Ellos accedieron, pero al final no cumplieron con esa labor, ya que se pusieron a correr por el campo. La noche cayó y fue entonces cuando Carlos se acordó de lo que le había pedido su padre.
– Está muy oscuro y tengo miedo. ¿Me acompañas Manuel a regar las plantas?
– Claro, vamos de una vez.
Antes de que se acercaran a la parte trasera de la casa, sitio en el que se encontraban las macetas que debían regar, empezaron a huir una serie de voces que pronunciaban palabras en otro idioma, de la misma forma que ocurre cuando la gente sale en una procesión.
Se ocultaron detrás de un árbol y pudieron ver que aquellos no eran seres humanos, sino criaturas que flotaban por el aire. A ninguno de ellos se les pudo ver el rostro, pues lo tenían cubierto con una capucha. Además, en una de sus manos portaban una vela larga apagada.
Luego de que pasaron los encapuchados, apareció una carroza guiada por un ente horripilante que tenía en la cabeza un par de afilados cuernos y dientes iguales a los de un lobo.

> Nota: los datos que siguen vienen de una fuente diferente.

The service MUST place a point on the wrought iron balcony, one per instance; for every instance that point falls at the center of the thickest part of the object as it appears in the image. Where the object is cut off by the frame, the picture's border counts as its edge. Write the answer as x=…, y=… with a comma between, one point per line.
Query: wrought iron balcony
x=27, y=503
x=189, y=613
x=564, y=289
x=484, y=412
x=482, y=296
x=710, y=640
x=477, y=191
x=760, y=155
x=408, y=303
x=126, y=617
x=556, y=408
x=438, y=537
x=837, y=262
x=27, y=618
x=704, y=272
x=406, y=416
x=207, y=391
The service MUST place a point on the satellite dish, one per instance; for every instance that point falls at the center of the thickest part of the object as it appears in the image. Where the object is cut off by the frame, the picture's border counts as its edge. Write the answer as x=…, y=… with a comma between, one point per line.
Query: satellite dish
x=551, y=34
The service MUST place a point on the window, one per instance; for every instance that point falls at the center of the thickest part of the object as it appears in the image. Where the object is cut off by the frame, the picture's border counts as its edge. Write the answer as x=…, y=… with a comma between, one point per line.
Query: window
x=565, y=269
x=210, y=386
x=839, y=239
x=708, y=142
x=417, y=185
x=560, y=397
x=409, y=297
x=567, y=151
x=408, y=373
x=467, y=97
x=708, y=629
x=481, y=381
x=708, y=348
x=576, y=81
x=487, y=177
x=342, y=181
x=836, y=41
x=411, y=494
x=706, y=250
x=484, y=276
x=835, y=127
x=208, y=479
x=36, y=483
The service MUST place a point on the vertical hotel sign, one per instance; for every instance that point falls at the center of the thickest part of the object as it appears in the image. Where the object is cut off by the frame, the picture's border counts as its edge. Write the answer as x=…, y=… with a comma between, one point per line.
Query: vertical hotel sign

Fue en ese preciso momento, cuando Carlos recordó una leyenda ecuatoriana que le contaba su abuelo acerca de una “caja ronca“. La descripción que el anciano había hecho acerca de los seres que custodiaban este mítico objeto, era exactamente igual a las criaturas que acababan de ver.
El terror que sintieron hizo que de inmediato perdieran el conocimiento. Posteriormente cuando volvieron en sí, se percataron de que ahora ellos portaban también una vela larga de color blanco. Sólo que no era de cera sino de hueso de difunto.